Raffinierte Neuheiten mischen den Kosmetik-Markt auf

Fünf Stunden pro Woche widmet eine Frau ihrer Schönheit – Haare waschen, Eincremen und Make-up. Auch die Herren nehmen sich heute eine Menge Zeit für Haut und Fältchen. Körperpflege ist angesagt. Und das Tag für Tag.

Rezepturen mit Friseuren entwickelt

Wer in den Cremetöpfchen der Nation erfolgreich mitmischen will, muss sich allerdings immer wieder Neues einfallen lassen. Denn der Kosmetikmarkt ist heiß umkämpft. 12,8 Milliarden Euro setzten die Hersteller von Körperpflegemitteln 2010 um. In diesem Jahr hoffen sie auf ein Plus von 1,5 Prozent. Besonders mit Neuheiten profitieren sie davon.

Beispiel Haarpflege

Vor knapp anderthalb Jahren brachte Hersteller Henkel mitten in der Krise eine neue Produkt-Serie auf den Markt. Und landete damit einen großen Coup. Binnen weniger Monate eroberte die Marke „Syoss“ bei der Haarpflege einen Anteil von mehr als 5 Prozent, was in der Branche als „magische“ Marke gilt.

Die neuen Shampoos, Sprays und Farben der Düsseldorfer lehnen sich bei der Qualität an professionelle Haarpflege an. „Das sorgte für den Erfolg“, verrät Kosmetik-Marketingchefin Tina Müller. Die Rezepturen entwickelten übrigens Friseure mit.

Beispiel Sonnenschutz

Forscher des Leverkusener Chemie-Unternehmens Bayer peppen die Leistung von Sonnenschutz-Sprays und -Lotionen auf. Möglich macht es eine sogenannte Dispersion, also eine Lösung des Kunststoffs Polyurethan, erklärt Chemikerin Paula Rodrigues: „Sie verstärkt den Effekt der UV-Filter und erhöht so den Lichtschutzfaktor.“ Zudem macht der Kunststoff die Schutzschicht wasserfester.

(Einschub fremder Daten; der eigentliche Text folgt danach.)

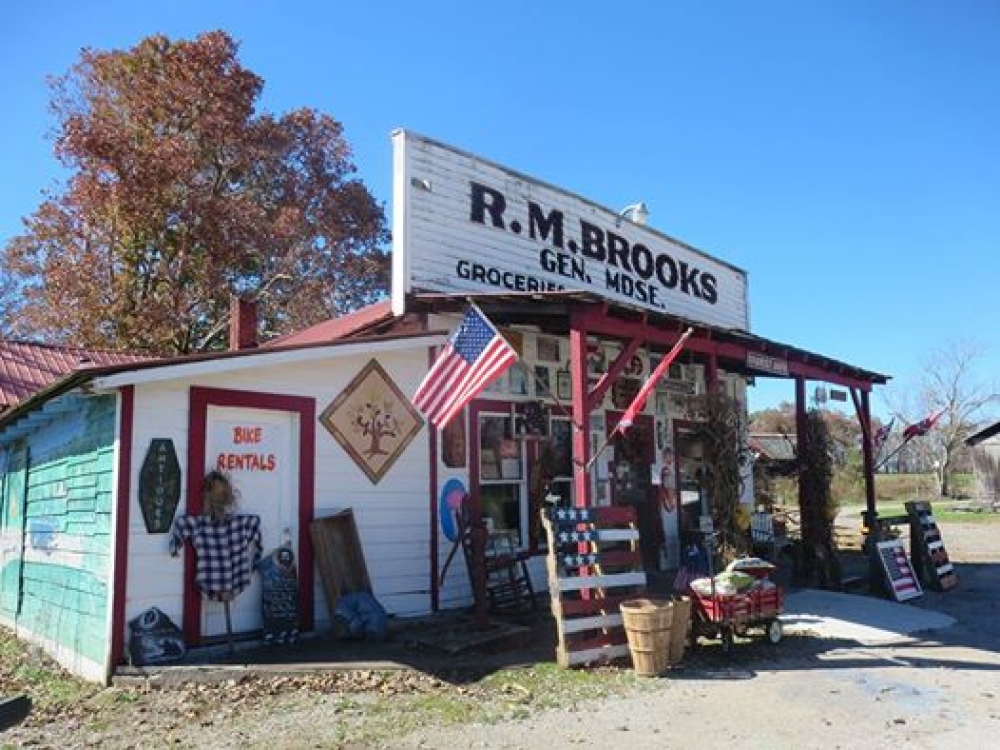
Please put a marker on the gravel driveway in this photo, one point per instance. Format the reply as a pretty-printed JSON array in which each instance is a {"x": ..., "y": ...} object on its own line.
[{"x": 933, "y": 689}]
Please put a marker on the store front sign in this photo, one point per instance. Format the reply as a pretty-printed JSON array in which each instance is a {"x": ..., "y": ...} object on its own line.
[
  {"x": 767, "y": 363},
  {"x": 462, "y": 224}
]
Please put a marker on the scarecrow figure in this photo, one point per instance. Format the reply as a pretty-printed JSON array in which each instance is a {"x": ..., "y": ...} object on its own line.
[{"x": 227, "y": 545}]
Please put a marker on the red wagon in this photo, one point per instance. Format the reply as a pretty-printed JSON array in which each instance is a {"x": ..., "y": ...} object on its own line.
[{"x": 718, "y": 615}]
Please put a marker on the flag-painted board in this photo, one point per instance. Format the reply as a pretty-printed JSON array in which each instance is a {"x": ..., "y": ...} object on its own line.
[
  {"x": 902, "y": 578},
  {"x": 930, "y": 557}
]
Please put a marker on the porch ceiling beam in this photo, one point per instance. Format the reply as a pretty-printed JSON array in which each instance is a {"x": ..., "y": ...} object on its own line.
[{"x": 702, "y": 343}]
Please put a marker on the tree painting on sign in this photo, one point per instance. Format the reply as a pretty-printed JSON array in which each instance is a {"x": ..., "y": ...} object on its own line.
[{"x": 372, "y": 420}]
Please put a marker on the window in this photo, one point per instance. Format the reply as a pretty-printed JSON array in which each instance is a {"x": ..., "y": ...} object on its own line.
[
  {"x": 562, "y": 448},
  {"x": 502, "y": 476}
]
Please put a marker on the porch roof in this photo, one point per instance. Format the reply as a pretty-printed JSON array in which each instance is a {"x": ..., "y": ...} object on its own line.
[{"x": 553, "y": 313}]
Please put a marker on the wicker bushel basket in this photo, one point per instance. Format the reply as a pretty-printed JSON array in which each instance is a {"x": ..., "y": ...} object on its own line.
[{"x": 647, "y": 625}]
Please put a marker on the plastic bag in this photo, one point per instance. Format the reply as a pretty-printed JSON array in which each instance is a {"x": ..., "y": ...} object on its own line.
[{"x": 362, "y": 616}]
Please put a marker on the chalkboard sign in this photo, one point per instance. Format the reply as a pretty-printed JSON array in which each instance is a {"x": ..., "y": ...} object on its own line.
[
  {"x": 902, "y": 579},
  {"x": 154, "y": 639},
  {"x": 159, "y": 485},
  {"x": 929, "y": 554},
  {"x": 279, "y": 596}
]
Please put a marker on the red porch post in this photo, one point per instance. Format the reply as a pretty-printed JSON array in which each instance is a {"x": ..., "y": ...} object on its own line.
[{"x": 581, "y": 409}]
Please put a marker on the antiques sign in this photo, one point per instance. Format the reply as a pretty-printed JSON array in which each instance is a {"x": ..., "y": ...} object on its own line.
[
  {"x": 462, "y": 224},
  {"x": 159, "y": 486}
]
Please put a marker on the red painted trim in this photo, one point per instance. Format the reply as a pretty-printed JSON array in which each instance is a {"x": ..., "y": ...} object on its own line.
[
  {"x": 126, "y": 420},
  {"x": 596, "y": 396},
  {"x": 432, "y": 481},
  {"x": 800, "y": 429},
  {"x": 581, "y": 411},
  {"x": 596, "y": 322},
  {"x": 201, "y": 398}
]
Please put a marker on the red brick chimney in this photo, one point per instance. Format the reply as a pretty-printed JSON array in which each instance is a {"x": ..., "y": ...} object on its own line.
[{"x": 242, "y": 324}]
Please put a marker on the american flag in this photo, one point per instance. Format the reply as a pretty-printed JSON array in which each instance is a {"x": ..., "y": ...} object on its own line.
[
  {"x": 474, "y": 357},
  {"x": 640, "y": 400}
]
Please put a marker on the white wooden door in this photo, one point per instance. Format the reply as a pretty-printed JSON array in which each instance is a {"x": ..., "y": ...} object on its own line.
[{"x": 258, "y": 449}]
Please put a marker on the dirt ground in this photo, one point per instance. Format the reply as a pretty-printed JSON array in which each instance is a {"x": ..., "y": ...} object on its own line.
[{"x": 935, "y": 690}]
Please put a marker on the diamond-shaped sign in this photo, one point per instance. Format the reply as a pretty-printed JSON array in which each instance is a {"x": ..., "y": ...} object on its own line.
[{"x": 372, "y": 420}]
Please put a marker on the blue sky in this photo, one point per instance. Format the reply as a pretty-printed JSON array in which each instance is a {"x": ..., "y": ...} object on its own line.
[{"x": 845, "y": 153}]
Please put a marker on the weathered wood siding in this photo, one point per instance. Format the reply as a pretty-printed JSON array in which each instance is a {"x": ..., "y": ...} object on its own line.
[{"x": 60, "y": 594}]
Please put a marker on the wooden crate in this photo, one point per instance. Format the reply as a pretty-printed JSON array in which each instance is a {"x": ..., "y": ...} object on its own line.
[{"x": 594, "y": 564}]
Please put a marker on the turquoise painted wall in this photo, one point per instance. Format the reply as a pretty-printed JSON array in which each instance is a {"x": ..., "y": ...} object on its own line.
[{"x": 65, "y": 572}]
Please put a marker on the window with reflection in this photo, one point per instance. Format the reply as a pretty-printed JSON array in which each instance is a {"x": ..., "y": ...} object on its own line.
[{"x": 502, "y": 476}]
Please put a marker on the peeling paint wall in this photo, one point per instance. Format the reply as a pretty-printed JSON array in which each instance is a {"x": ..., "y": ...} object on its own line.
[{"x": 54, "y": 588}]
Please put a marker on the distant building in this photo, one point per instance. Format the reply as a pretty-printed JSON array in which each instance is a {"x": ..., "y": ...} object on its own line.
[{"x": 984, "y": 448}]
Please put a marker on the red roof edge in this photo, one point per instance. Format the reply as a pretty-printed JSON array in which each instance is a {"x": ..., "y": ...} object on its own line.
[{"x": 338, "y": 328}]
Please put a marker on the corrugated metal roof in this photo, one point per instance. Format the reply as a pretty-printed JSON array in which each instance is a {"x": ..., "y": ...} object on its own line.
[
  {"x": 28, "y": 367},
  {"x": 984, "y": 434},
  {"x": 551, "y": 311},
  {"x": 337, "y": 328},
  {"x": 774, "y": 446}
]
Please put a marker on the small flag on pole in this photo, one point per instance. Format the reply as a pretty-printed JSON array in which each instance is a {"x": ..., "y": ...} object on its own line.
[
  {"x": 640, "y": 400},
  {"x": 474, "y": 357},
  {"x": 881, "y": 435},
  {"x": 921, "y": 428}
]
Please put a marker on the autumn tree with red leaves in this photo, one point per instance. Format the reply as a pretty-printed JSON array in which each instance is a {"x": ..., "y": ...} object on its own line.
[{"x": 181, "y": 195}]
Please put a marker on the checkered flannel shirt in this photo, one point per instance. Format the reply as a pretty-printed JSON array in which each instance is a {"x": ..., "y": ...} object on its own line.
[{"x": 226, "y": 551}]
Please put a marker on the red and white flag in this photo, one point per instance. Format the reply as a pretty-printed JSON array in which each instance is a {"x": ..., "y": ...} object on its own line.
[
  {"x": 475, "y": 356},
  {"x": 881, "y": 435},
  {"x": 921, "y": 428},
  {"x": 640, "y": 400}
]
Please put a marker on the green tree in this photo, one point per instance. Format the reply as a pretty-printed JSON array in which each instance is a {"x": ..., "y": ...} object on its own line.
[{"x": 180, "y": 195}]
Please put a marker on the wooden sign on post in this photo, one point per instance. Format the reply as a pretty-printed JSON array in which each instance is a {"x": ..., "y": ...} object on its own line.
[
  {"x": 900, "y": 574},
  {"x": 929, "y": 554},
  {"x": 279, "y": 596}
]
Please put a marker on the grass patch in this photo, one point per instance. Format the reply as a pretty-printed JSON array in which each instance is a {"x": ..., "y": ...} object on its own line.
[{"x": 25, "y": 670}]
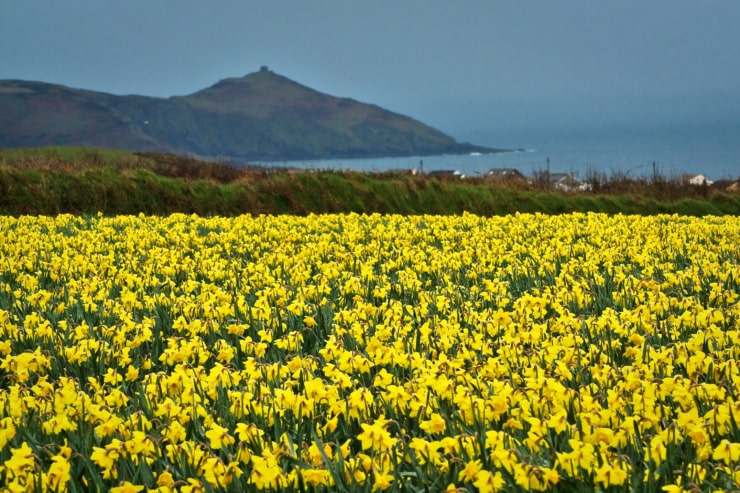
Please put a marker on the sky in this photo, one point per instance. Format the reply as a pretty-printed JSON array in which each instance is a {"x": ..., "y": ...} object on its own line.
[{"x": 466, "y": 67}]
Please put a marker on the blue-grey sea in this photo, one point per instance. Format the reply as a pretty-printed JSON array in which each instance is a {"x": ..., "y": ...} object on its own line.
[{"x": 670, "y": 150}]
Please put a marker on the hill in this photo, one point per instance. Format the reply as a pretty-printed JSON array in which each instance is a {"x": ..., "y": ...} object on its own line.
[{"x": 262, "y": 116}]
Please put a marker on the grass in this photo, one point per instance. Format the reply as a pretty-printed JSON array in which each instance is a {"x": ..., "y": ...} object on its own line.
[{"x": 78, "y": 180}]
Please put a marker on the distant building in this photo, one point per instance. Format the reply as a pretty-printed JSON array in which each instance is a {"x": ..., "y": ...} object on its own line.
[
  {"x": 694, "y": 179},
  {"x": 506, "y": 174},
  {"x": 447, "y": 173},
  {"x": 567, "y": 183}
]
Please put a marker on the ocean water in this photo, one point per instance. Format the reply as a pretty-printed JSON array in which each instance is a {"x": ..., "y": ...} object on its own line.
[{"x": 671, "y": 150}]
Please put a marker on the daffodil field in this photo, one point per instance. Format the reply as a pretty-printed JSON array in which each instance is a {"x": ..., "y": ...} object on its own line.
[{"x": 579, "y": 352}]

Die Dispersion trägt den Markennamen „Baycusan“. Für die Herstellung hat Bayer in Dormagen eigens eine 2,3 Millionen Euro teure Anlage errichtet.

Beispiel Nagellack

Er trocknet schneller, glänzt mehr und ist kratzfester. Dahinter verbergen sich modifizierte Silikon-Materialien („Belsil“) aus den Labors des Münchner Chemie-Konzerns Wacker. Sie bestehen aus einer Kombination von Silikon- und Kunststoff-Teilchen: „Dadurch hält der Lack auch bei hoher Beanspruchung lange“, erklärt Chemiker Claudius Schwarzwälder. „Zugleich fühlt er sich weich und seidig an.“ Das lässt Frauenherzen höher schlagen.

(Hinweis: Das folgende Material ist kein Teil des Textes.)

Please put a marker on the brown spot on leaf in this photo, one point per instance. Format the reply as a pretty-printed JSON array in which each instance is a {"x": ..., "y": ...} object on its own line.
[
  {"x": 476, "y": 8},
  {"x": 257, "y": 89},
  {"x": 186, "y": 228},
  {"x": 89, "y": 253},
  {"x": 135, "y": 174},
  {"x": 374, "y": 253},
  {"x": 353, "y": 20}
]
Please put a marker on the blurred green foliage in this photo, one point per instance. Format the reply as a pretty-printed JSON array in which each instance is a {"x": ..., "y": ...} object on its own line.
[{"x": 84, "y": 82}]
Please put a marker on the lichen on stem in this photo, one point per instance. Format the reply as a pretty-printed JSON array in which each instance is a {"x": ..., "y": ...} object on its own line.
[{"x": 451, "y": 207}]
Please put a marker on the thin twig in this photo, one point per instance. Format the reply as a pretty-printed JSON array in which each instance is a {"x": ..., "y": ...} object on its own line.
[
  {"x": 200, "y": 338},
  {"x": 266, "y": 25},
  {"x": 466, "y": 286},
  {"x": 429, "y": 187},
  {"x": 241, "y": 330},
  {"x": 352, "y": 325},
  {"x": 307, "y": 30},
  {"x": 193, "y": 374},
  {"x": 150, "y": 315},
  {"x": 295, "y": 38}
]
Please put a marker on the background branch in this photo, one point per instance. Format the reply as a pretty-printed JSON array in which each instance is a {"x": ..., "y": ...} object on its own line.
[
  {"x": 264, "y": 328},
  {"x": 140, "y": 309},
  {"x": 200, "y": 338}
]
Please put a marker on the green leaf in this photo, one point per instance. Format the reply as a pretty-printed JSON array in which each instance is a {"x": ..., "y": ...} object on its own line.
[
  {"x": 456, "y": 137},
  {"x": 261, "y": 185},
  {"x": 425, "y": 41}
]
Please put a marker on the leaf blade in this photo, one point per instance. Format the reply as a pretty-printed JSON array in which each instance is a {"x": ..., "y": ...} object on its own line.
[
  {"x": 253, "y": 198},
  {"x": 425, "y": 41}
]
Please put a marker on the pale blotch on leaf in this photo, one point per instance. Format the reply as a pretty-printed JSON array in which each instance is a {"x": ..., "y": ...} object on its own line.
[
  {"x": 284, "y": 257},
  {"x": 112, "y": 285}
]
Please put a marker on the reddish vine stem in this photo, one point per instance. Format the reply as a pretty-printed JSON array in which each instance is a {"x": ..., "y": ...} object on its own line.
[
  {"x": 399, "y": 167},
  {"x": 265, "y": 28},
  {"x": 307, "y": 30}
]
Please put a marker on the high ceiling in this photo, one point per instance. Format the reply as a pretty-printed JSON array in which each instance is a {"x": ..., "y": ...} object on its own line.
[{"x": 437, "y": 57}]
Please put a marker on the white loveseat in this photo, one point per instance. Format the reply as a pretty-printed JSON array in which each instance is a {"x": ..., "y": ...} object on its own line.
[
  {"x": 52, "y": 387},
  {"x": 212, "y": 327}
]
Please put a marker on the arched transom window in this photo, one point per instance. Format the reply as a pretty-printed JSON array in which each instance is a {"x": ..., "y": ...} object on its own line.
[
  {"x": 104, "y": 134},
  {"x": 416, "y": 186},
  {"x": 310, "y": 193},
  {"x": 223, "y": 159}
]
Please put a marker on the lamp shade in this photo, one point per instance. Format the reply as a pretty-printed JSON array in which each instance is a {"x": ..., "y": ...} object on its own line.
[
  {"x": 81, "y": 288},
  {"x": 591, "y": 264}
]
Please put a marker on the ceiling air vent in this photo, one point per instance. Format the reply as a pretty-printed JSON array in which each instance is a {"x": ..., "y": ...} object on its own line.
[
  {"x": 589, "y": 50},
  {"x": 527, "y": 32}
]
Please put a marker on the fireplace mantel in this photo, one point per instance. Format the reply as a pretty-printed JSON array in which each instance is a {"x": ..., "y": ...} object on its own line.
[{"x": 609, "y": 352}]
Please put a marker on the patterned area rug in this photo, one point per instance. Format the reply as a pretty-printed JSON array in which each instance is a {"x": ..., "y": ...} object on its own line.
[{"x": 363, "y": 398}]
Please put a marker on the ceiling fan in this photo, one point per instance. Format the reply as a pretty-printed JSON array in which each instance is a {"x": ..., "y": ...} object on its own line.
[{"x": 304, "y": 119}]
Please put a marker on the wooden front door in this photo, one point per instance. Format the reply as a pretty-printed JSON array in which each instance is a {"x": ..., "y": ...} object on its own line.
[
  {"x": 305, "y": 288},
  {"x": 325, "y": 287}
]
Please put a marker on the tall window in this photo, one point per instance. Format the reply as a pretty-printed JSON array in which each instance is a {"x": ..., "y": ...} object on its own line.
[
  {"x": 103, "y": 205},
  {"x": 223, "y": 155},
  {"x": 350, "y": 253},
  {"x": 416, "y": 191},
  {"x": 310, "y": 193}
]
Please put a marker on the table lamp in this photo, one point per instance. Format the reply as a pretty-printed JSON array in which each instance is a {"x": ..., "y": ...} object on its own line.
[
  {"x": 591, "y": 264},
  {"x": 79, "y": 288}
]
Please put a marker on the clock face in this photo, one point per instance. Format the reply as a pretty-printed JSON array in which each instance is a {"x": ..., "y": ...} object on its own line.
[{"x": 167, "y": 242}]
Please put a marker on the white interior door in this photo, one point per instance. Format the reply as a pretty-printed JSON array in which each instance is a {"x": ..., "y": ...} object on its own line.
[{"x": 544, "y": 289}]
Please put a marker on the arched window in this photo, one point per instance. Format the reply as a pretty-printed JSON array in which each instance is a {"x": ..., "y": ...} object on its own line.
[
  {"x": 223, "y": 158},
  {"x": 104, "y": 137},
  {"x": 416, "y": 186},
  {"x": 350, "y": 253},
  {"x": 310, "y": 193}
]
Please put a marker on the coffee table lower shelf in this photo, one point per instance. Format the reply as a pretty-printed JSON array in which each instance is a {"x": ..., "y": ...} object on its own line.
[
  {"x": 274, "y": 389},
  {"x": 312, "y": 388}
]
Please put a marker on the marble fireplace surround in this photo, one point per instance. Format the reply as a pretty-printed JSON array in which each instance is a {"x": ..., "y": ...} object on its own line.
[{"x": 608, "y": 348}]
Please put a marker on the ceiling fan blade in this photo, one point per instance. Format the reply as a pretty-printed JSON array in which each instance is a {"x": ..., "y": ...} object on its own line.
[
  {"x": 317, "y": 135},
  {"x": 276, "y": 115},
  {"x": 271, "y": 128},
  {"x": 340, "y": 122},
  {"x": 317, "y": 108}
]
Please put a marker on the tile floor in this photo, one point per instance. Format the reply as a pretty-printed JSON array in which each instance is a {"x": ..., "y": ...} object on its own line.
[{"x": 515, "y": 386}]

Auch Lippenstifte profitieren von den Silikonen. Schwarzwälder: „Sie halten dann länger und färben nicht ab.“ Kurz: Sie sind kussecht. Selbst in Haarsprays kommen die Silikone zum Einsatz. Sie verleihen der Frisur guten Halt und weichen Griff.

Beispiel Hautpflege

Ein neues Öl für Kosmetik-Rezepturen haben Forscher der BASF-Geschäftseinheit Personal Care Europa mit Sitz in Monheim ausgetüftelt. Das Öl („Cetiol RLF“) besteht zu 100 Prozent aus nachwachsenden Rohstoffen. „Es ist dermatologisch getestet“, sagt Chemiker Peter Kempers. Gut für empfindliche Haut von Baby und Oma.

Ohnehin verkauft sich Naturkosmetik gut: Um 11 Prozent wuchs ihr Umsatz 2010 auf fast 800 Millionen Euro. Deutschland ist der größte Markt für Naturkosmetik in Europa.